Музыкальное становление как формирование новой парадигмы культуры

Музыкальное мышление, как и философия, ориентировано на осмысление наиболее общих вопросов бытия, выраженных бинарными сопоставлениями, типа: бытие — небытие, жизнь — смерть, добро — зло, воля — судьба. Это является основанием анализа музыки как особой формы мышления, описываемой языком философских понятий.

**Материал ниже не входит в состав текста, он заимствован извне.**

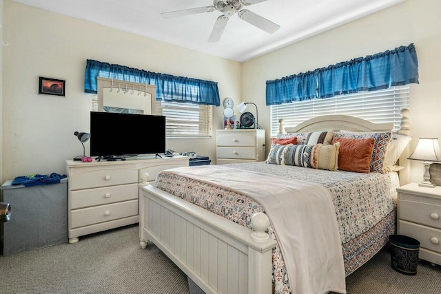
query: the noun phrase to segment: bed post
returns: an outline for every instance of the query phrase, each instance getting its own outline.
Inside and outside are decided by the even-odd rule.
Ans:
[[[400,113],[401,114],[401,123],[400,123],[400,129],[398,130],[398,134],[400,135],[407,135],[409,136],[410,134],[410,121],[409,120],[409,114],[410,111],[407,108],[402,108],[400,110]]]
[[[285,125],[283,125],[283,118],[278,120],[278,134],[285,134]]]
[[[141,213],[143,211],[142,209],[145,207],[145,197],[144,197],[144,193],[143,193],[143,190],[141,189],[141,187],[147,187],[150,184],[147,182],[150,176],[147,173],[141,174],[139,176],[139,178],[141,179],[141,182],[138,185],[139,187],[138,192],[138,202],[139,203],[139,207],[138,207],[138,211],[139,213],[139,244],[141,245],[141,248],[145,249],[147,247],[147,243],[149,242],[148,240],[145,239],[144,236],[144,230],[143,230],[143,227],[144,227],[144,224],[145,224],[145,213]]]

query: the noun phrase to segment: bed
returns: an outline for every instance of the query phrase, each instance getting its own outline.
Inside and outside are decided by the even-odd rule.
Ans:
[[[345,293],[345,277],[395,232],[398,174],[330,171],[311,167],[312,160],[296,162],[298,154],[289,157],[288,150],[312,146],[317,134],[344,137],[342,130],[365,139],[367,133],[390,134],[392,127],[325,116],[285,132],[280,121],[280,140],[305,140],[309,134],[308,142],[280,145],[285,157],[278,157],[276,144],[265,162],[174,169],[154,186],[141,175],[141,246],[154,243],[206,293]],[[343,139],[314,146],[329,150]],[[380,147],[385,153],[389,147]]]

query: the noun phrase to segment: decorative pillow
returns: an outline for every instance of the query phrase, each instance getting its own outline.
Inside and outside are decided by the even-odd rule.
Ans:
[[[271,144],[271,149],[268,154],[267,158],[267,163],[270,165],[281,165],[282,164],[282,155],[283,154],[283,150],[292,144],[287,145],[281,145],[280,144]]]
[[[307,132],[303,133],[278,134],[277,138],[297,138],[297,145],[315,145],[316,144],[330,145],[332,142],[333,132]]]
[[[338,154],[340,143],[325,145],[318,144],[316,154],[318,158],[317,167],[320,169],[336,171],[338,169]]]
[[[323,144],[324,145],[331,145],[334,132],[313,132],[308,138],[307,145],[315,145],[316,144]]]
[[[287,145],[288,144],[297,144],[297,137],[287,138],[286,139],[278,139],[273,138],[273,144]]]
[[[378,133],[365,133],[359,132],[334,132],[334,138],[344,138],[353,139],[375,139],[372,158],[371,159],[371,171],[378,171],[384,174],[384,156],[389,141],[391,140],[392,133],[391,132]]]
[[[286,139],[288,138],[297,138],[297,145],[302,145],[306,144],[308,142],[308,138],[311,132],[307,132],[305,133],[286,133],[286,134],[278,134],[278,139]]]
[[[287,145],[282,155],[282,165],[336,171],[340,143],[324,145]]]
[[[334,138],[332,144],[340,143],[338,169],[369,174],[375,139]]]
[[[384,170],[396,171],[402,169],[403,167],[395,165],[407,145],[412,140],[412,137],[406,135],[394,134],[389,142],[384,157]]]

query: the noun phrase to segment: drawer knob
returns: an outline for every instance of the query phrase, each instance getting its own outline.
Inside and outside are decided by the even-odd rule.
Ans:
[[[431,213],[430,214],[430,217],[431,218],[433,218],[433,220],[438,220],[440,218],[440,216],[438,216],[438,213]]]

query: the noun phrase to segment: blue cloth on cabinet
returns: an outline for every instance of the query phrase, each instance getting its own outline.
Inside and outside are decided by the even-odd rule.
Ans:
[[[57,173],[52,173],[50,175],[34,174],[18,176],[14,179],[11,185],[23,185],[25,187],[31,187],[37,185],[57,184],[64,178],[66,178],[66,175],[60,175]]]

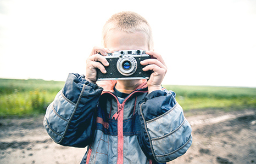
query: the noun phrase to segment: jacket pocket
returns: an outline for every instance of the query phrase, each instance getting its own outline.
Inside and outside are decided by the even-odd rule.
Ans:
[[[109,149],[109,137],[108,135],[104,134],[102,131],[98,130],[96,132],[94,141],[90,148],[91,149],[88,150],[90,151],[88,151],[87,154],[86,164],[103,163],[102,161],[104,161],[104,163],[108,163]]]

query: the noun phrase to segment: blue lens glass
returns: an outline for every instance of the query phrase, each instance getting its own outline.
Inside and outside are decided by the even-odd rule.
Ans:
[[[131,63],[128,61],[126,61],[123,63],[123,67],[125,69],[129,69],[131,68]]]

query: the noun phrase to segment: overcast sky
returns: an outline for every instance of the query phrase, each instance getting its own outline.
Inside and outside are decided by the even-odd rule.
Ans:
[[[256,87],[253,0],[1,0],[0,78],[85,74],[103,26],[124,10],[151,24],[168,67],[164,84]]]

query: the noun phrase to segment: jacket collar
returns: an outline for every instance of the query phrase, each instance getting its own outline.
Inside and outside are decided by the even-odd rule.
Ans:
[[[142,89],[147,87],[147,80],[142,80],[142,83],[138,86],[134,90],[138,89]],[[105,81],[97,81],[97,84],[99,86],[103,88],[103,92],[109,91],[111,92],[114,92],[114,87],[117,83],[117,80],[105,80]]]

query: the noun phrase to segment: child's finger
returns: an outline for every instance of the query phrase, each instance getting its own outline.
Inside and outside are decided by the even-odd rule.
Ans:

Музыка как самое нематериальное и временное искусство, по мнению А.Ф. Лосева, отражает сам процесс становления. «В становлении нет таких изолированных точек, которые, однажды возникнув, так и оставались бы все время неподвижными, устойчивыми и не подлежащими никакому исчезновению» 1. Процесс «раскрытия» через музыку феномена сознания и времени описывал Э. Гуссерль 2.

В XX в. самым выразительным музыкальным жестом, своеобразным символом совершенной музыки становится ТИШИНА. В начале века Ф. Бузони писал: «Что в нашем нынешнем музыкальном искусстве более всего приближается к его первоначальной сущности, — это паузы и ферматы (…) Напряженная тишина между двумя фразами, сама становясь музыкой в таком окружении, дает нам предчувствовать нечто большее, чем может дать определенный, а потому и менее пластичный звук» 3.

В музыкальном искусстве перманентно проявляется «дополняющая» функция культуры. Музыка XX в., безусловно, отвечает на «вызов», брошенный ей цивилизацией, которая превращает произведения искусства в ходкий товар. Потому «Новая музыка», истоками которой, безусловно, явились произведения Р. Вагнера, демонстративно стремится обращаться к подсознательному или сверхчувственному ее восприятию.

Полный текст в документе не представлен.